As Italians basked in their first hot summer weather last week, they were in an "If this is Tuesday, it must be Tuscany" mood that had nothing to do with the country's annual swarm of tourists. In Tuscany, the Piedmont and Sicily, Italy's three giant labor federations called carefully orchestrated half-day work stoppages to protest government fiscal policy. Each day the protests occurred in a different region. In Turin, 25,000 auto workers poured into Piazza San Carlo for a noisy protest. Then in Florence, 40,000 mounted a parade. In Sicily, in turn, peasant farmers waved large banners that said it all succinctly: NO TO THE SUPER-DECREE!

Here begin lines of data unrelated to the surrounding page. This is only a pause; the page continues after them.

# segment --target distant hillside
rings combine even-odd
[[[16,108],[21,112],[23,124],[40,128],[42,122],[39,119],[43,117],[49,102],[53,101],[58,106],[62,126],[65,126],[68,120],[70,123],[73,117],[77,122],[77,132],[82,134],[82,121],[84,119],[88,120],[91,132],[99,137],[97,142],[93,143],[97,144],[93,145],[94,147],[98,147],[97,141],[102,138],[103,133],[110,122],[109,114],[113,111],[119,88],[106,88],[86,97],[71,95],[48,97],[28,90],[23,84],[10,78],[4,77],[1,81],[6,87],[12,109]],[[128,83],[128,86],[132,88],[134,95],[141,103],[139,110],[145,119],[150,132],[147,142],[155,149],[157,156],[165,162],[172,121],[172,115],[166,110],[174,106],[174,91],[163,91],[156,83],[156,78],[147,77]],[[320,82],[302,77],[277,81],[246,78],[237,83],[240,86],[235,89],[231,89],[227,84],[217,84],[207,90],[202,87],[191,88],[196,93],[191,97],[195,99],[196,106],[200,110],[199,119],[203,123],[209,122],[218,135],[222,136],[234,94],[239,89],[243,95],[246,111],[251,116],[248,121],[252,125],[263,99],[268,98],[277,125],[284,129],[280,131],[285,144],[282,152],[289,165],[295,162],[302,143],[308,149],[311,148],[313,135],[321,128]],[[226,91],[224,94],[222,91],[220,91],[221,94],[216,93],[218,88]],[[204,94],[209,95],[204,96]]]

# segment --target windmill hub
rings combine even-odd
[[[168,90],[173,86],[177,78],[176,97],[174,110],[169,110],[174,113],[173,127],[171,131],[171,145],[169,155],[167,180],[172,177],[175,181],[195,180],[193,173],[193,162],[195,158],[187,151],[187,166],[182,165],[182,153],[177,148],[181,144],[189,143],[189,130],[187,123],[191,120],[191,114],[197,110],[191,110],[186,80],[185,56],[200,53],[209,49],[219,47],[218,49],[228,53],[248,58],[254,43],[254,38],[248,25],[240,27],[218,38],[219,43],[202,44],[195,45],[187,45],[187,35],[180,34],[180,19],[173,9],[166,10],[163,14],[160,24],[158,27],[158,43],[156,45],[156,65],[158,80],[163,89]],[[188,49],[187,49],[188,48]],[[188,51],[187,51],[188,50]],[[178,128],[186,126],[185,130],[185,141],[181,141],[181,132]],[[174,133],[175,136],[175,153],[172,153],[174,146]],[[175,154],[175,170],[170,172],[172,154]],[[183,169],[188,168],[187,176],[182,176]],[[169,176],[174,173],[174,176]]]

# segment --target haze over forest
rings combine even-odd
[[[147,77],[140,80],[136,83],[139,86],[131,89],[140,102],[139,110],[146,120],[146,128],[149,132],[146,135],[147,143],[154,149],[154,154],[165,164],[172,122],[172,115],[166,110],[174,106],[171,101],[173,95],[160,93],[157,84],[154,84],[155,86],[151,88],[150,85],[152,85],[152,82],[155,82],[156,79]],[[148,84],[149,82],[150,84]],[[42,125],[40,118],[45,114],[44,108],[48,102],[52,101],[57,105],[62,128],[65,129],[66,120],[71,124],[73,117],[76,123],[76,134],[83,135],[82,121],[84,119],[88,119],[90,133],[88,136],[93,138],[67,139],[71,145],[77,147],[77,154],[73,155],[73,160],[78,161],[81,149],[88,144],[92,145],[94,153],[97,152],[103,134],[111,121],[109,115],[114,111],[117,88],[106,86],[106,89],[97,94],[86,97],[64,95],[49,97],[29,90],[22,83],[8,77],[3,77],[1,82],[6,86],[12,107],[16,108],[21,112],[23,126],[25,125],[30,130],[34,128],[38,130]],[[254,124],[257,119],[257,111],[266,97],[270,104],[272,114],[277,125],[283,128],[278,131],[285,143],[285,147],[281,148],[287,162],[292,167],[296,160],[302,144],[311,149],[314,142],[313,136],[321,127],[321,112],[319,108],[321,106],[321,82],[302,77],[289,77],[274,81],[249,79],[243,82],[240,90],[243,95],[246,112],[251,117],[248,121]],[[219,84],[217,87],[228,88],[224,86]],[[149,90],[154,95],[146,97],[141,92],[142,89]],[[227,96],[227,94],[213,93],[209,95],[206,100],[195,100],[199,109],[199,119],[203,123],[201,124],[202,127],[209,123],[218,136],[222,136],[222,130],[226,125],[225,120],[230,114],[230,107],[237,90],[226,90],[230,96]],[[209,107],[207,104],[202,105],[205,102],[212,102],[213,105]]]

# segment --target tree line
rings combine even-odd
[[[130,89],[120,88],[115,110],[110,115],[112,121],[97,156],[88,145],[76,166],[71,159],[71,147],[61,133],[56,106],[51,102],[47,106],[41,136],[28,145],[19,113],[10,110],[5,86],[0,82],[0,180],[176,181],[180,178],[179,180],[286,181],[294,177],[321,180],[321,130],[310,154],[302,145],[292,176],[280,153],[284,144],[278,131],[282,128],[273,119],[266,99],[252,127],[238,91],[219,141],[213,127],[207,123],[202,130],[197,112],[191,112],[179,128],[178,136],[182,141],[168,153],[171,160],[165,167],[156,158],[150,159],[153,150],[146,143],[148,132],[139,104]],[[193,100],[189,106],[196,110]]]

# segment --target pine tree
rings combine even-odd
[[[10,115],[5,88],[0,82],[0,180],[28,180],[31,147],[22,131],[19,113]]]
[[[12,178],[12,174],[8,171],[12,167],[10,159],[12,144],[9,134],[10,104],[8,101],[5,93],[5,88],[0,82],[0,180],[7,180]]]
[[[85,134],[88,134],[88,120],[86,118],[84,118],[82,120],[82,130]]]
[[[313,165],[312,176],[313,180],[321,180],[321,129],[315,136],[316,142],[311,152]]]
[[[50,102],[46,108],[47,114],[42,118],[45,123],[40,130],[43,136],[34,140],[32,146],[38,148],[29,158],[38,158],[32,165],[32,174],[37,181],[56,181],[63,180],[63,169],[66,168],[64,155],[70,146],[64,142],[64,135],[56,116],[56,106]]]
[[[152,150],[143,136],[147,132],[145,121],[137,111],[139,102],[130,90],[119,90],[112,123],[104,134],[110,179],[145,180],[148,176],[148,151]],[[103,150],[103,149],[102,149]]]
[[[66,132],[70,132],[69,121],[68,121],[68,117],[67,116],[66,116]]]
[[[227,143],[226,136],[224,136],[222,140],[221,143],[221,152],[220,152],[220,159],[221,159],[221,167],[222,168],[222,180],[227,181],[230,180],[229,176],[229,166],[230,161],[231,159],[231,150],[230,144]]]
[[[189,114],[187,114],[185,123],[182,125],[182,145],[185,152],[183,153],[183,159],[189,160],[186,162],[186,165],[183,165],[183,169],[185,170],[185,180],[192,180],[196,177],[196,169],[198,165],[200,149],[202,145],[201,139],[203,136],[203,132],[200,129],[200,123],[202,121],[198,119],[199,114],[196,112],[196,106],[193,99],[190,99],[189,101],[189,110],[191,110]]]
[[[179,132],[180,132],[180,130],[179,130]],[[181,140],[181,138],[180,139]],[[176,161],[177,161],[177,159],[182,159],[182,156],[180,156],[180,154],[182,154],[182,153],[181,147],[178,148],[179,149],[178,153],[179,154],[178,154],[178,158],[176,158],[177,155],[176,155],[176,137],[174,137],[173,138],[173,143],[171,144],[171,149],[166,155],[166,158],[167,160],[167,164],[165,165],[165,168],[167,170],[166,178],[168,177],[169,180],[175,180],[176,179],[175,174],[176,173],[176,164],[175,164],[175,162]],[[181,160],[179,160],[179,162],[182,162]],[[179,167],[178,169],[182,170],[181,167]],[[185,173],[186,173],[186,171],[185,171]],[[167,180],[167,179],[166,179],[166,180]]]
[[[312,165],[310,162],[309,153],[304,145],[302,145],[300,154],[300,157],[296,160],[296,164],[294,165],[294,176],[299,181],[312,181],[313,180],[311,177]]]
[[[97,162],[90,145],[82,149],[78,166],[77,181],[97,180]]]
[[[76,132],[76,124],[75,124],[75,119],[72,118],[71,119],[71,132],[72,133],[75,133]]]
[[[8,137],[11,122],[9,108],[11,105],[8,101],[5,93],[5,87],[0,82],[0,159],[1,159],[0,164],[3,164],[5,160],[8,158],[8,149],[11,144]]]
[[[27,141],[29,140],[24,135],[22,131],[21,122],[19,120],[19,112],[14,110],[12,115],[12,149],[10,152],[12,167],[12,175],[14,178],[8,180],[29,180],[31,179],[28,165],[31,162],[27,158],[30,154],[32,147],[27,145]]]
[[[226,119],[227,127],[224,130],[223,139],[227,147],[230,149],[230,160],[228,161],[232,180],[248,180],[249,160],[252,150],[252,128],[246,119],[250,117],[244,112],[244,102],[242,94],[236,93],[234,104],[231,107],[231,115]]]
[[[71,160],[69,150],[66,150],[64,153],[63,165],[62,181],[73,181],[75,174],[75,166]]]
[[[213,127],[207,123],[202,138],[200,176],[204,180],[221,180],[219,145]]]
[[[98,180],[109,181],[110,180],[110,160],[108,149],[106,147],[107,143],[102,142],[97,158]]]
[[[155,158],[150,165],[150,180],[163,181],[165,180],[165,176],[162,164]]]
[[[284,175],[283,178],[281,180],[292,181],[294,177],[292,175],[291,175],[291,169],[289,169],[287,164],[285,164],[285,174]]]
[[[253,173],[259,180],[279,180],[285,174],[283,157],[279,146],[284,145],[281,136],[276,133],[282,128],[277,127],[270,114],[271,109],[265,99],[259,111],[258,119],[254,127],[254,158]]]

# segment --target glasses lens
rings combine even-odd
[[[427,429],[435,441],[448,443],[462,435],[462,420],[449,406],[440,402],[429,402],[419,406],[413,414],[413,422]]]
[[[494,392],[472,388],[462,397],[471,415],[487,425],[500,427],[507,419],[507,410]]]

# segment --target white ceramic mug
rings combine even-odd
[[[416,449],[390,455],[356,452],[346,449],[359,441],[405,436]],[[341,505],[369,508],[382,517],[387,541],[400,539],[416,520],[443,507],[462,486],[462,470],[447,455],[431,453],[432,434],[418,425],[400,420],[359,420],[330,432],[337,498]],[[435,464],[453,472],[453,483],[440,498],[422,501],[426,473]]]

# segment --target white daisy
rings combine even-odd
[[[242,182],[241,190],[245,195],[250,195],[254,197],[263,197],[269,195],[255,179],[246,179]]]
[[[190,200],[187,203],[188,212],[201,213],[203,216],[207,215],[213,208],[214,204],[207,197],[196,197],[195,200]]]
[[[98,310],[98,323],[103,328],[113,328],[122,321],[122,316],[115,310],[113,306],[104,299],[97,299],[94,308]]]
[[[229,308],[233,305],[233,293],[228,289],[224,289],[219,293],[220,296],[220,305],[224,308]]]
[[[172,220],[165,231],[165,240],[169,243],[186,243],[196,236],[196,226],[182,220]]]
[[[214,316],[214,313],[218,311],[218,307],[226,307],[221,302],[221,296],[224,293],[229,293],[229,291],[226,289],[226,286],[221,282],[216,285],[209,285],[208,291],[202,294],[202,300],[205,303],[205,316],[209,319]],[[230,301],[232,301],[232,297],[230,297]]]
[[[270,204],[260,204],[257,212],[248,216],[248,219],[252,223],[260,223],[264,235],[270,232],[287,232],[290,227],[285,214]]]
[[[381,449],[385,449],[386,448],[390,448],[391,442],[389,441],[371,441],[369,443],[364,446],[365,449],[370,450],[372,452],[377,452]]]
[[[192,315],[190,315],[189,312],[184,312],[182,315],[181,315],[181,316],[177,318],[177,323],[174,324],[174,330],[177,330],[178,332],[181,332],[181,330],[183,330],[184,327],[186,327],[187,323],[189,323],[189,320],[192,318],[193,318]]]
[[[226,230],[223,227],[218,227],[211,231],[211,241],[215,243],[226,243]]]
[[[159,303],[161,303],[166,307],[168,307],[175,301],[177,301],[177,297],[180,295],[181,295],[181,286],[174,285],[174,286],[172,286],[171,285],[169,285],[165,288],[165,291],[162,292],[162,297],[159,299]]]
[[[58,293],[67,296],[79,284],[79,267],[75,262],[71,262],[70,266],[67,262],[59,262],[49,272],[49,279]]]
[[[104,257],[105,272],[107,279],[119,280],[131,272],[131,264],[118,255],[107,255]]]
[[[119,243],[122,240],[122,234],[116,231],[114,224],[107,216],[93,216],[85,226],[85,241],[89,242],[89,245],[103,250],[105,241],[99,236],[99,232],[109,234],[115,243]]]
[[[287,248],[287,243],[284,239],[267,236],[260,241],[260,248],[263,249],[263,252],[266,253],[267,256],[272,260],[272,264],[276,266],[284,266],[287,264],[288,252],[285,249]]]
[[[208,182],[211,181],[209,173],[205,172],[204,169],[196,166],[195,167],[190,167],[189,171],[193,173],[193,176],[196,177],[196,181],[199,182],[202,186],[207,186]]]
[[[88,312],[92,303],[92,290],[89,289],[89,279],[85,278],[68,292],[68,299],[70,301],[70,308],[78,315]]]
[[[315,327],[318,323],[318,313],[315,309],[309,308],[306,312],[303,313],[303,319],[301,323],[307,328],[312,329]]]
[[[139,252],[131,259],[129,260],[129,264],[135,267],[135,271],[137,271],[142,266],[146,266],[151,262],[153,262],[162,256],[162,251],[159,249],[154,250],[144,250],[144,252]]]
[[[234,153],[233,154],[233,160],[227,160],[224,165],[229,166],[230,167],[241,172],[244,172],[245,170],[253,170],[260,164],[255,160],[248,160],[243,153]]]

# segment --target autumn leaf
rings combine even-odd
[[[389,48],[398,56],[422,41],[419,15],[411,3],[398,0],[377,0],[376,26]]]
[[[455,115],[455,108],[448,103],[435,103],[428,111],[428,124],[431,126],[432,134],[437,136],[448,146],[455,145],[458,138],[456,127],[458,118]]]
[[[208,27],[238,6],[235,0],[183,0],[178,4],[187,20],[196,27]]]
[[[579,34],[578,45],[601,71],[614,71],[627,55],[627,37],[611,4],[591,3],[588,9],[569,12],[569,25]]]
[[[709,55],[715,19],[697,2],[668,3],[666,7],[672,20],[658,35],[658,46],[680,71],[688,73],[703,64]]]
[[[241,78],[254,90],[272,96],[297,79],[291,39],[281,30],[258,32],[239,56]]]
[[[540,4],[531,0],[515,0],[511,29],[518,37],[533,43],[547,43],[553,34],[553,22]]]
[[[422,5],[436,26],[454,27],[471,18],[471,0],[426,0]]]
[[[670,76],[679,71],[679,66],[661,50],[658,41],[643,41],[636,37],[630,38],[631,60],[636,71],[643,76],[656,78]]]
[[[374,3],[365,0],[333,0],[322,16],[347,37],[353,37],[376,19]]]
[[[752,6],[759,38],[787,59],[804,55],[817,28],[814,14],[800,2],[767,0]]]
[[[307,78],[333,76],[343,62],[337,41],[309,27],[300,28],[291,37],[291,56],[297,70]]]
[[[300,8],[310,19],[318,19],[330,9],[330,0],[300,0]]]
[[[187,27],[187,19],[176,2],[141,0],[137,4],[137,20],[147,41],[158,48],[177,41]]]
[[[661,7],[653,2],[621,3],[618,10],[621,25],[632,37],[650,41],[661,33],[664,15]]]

The super-decree was actually a package of the most drastic anti-inflation measures any European government has attempted. Premier Mariano Rumor's government imposed them two weeks ago to control rampant inflation (currently 17% per year). The moves will soak up $4.8 billion and help redress Italy's massive balance-of-trade deficit, which has reached $1 billion per month.
Taxes, fees and rates all went up abruptly. Property taxes leaped as much as $80 per room. Public transport and electricity rates were increased, and the price of gasoline rose sharply to $1.81 a gallon. Added taxes were put on "luxury" goods, including imported beef as well as cameras and alcohol. The most unexpected and resented increase was the surtax on automobiles. Italy's 12 million automobile owners will now have to pay a one-time surtax ranging from $10 on a Honda to $50 on a family-size Fiat 124, to $400 on a Lamborghini and $575 on a Rolls-Royce. "We know well that we are asking heavy sacrifices of the Italians," Rumor told the public. Added Treasury Minister Emilio Colombo: "If there were not the courage for unpopular measures at this moment, we could expect consequences that would be even more serious."
Too New. But opponents of the stiff new levies complained that the indirect taxes soaked the poor. Communist Labor Leader Luciano Lama protested that "the measures are not equitably distributed and the utilization of funds so unjustly collected does not in any way assure investments and social services." Lama warned that the regional work stoppages, along with strikes in services, were not "bonfires of straw that would go out in a few minutes." Labor leaders, for the most part, are willing to wait until autumn to let the government decrees take corrective effect. But they are being pressed by militant workers who resent the taxes and want to fight them with a general strike.
Rumor's remedies are too new for soundings yet on their efficacy. But tight money (even state industries are happy to pay 24% interest) inside Italy has already bolstered the lira by forcing Italians to repatriate some of the estimated $16 billion they have sent out of the country for safekeeping in the past decade. International bankers at this point believe that the government's emergency measures are tough enough for Italy to squeak through its current economic crisis.